« La terre immense se déverse, et rien n’est perdu. À la déchirure dans le ciel, l’épaisseur du sol. J’anime le lien des routes. »(Du Bouchet)
Après les réussites de Jerusalem In My Heart et de Colin Stetson, le label canadien Constellation sort aujourd’hui l’album de Saltland, derrière lequel se trouve la violoncelliste Rebecca Foon. Cette dernière est loin d’être une nouvelle venue sur le label, puisqu’elle est également membre de Thee Silver Mt. Zion et du collectif Esmerine. Celle qui a déjà partagé l’affiche avec Julia Kent revient ainsi avec un projet personnel d’une rare élégance.
I Thought It Was Us But It Was All Of Us est un album brodé sur le fil ténu mais passionnant des rencontres, accueillant les participations de multiples musiciens allant de Colin Stetson à Sarah Neufeld. La présence de Jamie Thompson vient quant à elle revêtir l’ensemble d’un brillant tissage de percussions et de manipulations électroniques, faisant reculer cet album dans les marges des genres.
Un disque qui compte autant d’artistes dans ses invités prend bien souvent le risque de perdre son unité à travers des titres disparates, éteignant une présence pour en faire ressortir une autre. Ici, au contraire, tous se mêlent au flux insufflé par la voix et le violoncelle de Rebecca Foon dans une harmonie audacieuse. La voix elle-même ne prend jamais le dessus sur les cordes, et souligne cet équilibre atteint contre les flancs de la douceur.
Le chant de la canadienne est baigné d’une délicatesse diaphane et dépouillée, et surgit de l’aridité des paysages.
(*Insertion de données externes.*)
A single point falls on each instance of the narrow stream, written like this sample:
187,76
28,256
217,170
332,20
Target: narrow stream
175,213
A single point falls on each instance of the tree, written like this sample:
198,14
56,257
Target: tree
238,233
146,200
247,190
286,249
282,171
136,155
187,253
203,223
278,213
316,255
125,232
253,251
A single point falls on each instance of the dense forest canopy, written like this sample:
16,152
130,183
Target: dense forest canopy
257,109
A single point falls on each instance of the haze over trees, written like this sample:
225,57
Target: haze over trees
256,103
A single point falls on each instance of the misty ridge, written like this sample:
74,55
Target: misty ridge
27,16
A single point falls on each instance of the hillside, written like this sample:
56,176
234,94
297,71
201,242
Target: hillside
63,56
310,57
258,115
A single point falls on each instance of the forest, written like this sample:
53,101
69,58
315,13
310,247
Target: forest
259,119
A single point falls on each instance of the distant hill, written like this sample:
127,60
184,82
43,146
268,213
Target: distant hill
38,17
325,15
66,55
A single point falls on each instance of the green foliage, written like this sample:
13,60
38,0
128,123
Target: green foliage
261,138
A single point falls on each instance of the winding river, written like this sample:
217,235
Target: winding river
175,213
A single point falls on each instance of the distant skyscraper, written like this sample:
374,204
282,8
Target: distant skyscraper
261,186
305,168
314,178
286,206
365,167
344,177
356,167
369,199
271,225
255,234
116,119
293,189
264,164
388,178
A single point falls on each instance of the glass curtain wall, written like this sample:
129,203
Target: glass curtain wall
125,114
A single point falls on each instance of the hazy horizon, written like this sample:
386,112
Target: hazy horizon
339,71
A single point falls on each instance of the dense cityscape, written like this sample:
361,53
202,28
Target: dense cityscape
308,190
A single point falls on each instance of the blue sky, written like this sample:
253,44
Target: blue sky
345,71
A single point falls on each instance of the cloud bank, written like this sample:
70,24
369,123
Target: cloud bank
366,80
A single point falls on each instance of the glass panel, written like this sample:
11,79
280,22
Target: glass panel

Aux antipodes du leurre, sans ornements, sa voix avance à pas feutrés dans des gravats de sel ou de béton, dérobant la sécheresse et la précarité des sols pour en extraire la matière première des rêves.
Jamie Thompson travaille à même les cordes du violoncelle. Il texture, et densifie. Les percussions, elles, creusent la profondeur du chemin tracé. Parfois le rythme s’envole, comme sur le final de Golden Alley, ou plus encore sur I Thought It Was Us, véritable joyau d’ivresse déchirante auquel participe Colin Stetson. Nostalgie, enchantement, et lucidité des regards se posent sur le monde dans une légèreté vaporeuse.
Les morceaux de Saltland savent les ravages du temps et les douleurs de vivre. Mais ils savent aussi célébrer la nécessité du cheminement et de l’émerveillement. De ces échanges phosphorescents entre les êtres où résiste la seule force qui vaille.